The overall presision is 67%. In other words, the model correctly predicts journals for two out of three abstracts. While this may appear not very impressive, I think it is not actually that bad. We are trying to predict one from seventeen categories based on very complex and noisy data. For me as a human, even though former astronomer, it would be a challenging task to guess the publishing journal at this accuracy. There is no direct reason for the abstracts in ,for example, "The Astrophysical Journal" to be too much different from those published in "Astronomy & Astrophysics". However, the model have found the way to do a good job by figuring out features, which reflects such subtile aspects as editing styles, possible differences in terminology, regional differences, etc.

It is also interesing to look at the confusion matrix: Confusion matrix First, the model is doing a great job in guessing the group of the journal. There are at least two major groups of journals, which can be defined as astrophysical group (Astronomy & Astrophysics, "The Astrophysical Journal", "Monthly Notices of the Royal Astronomical Society" and their Letters counterparts) and planetary and Earth sciences ("Earth and Planetary Science Letters", "Geochimica et Cosmochimica Acta", "Geophysical Research Letters", "Icarus") group. Also, the "Classical and Quantum Gravity" and "Physical Review D" may present a small group related to general physics. The prediction for a journal in a group with high probability falls into the same group. This shows that the model does distinguish between texts which belong to different subdivisions of natural sciences.

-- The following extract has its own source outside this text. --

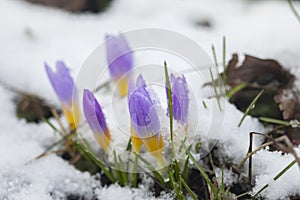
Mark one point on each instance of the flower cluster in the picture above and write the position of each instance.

Another thing to notice is, as expected, the smaller the number of astracts, the poorer the performance. For some journals we even have zero precision, like "Monthly Notices of the Royal Astronomical Society: Letters". All of abstracts for this journal we classified either as the main journal (most cases) or other astrophysical journal. This may be fixed by balancing the training set or class weighting during the model fit.

We can also look at the most and the least important words in the corpus of astronomy abstracts:

Coefficient More Important Coefficient Less Important
2.0431 iri -0.6375 large
2.0154 gnss -0.6103 source
1.9738 attitude -0.5405 ssw
1.7598 satellite -0.5331 find
1.6631 navigation -0.4760 epb
1.3828 gps -0.4564 new
1.3444 orbit -0.4400 light
1.3148 positioning -0.4385 instrument
1.2859 paper -0.4301 wind
1.1731 performance -0.4301 f
1.1602 ppp -0.4263 meteor
1.1582 flight -0.4244 tilde
1.1464 propose -0.4191 ice
1.1376 space debris -0.4146 2
1.1242 debris -0.4131 plasma bubble
1.1001 hmf2 -0.4009 star
1.0918 station -0.3935 scale
1.0765 fof2 -0.3932 mstids
1.0680 design -0.3927 galaxy

The first and the third colums showing the words preceeded by corresponding coefficient, which is show the features "wight" in the model prediction. We can see that the terms which have more narrow specific meaning, like "satellite", "navigation", "orbit", and abbreviations like GPS or IRI (International Reference Ionosphere) are among the most important model features, while the general terms like "source", "light", "instrument", "scale" are among the least important.

Conclusion

I this post I applied the natural language processing to a set of scientific abstracts. I have created a model that is able to correctly predict the journal which have published the paper. This shows the power of NLP as classification tool to identify a text as relevant to particular scientific field.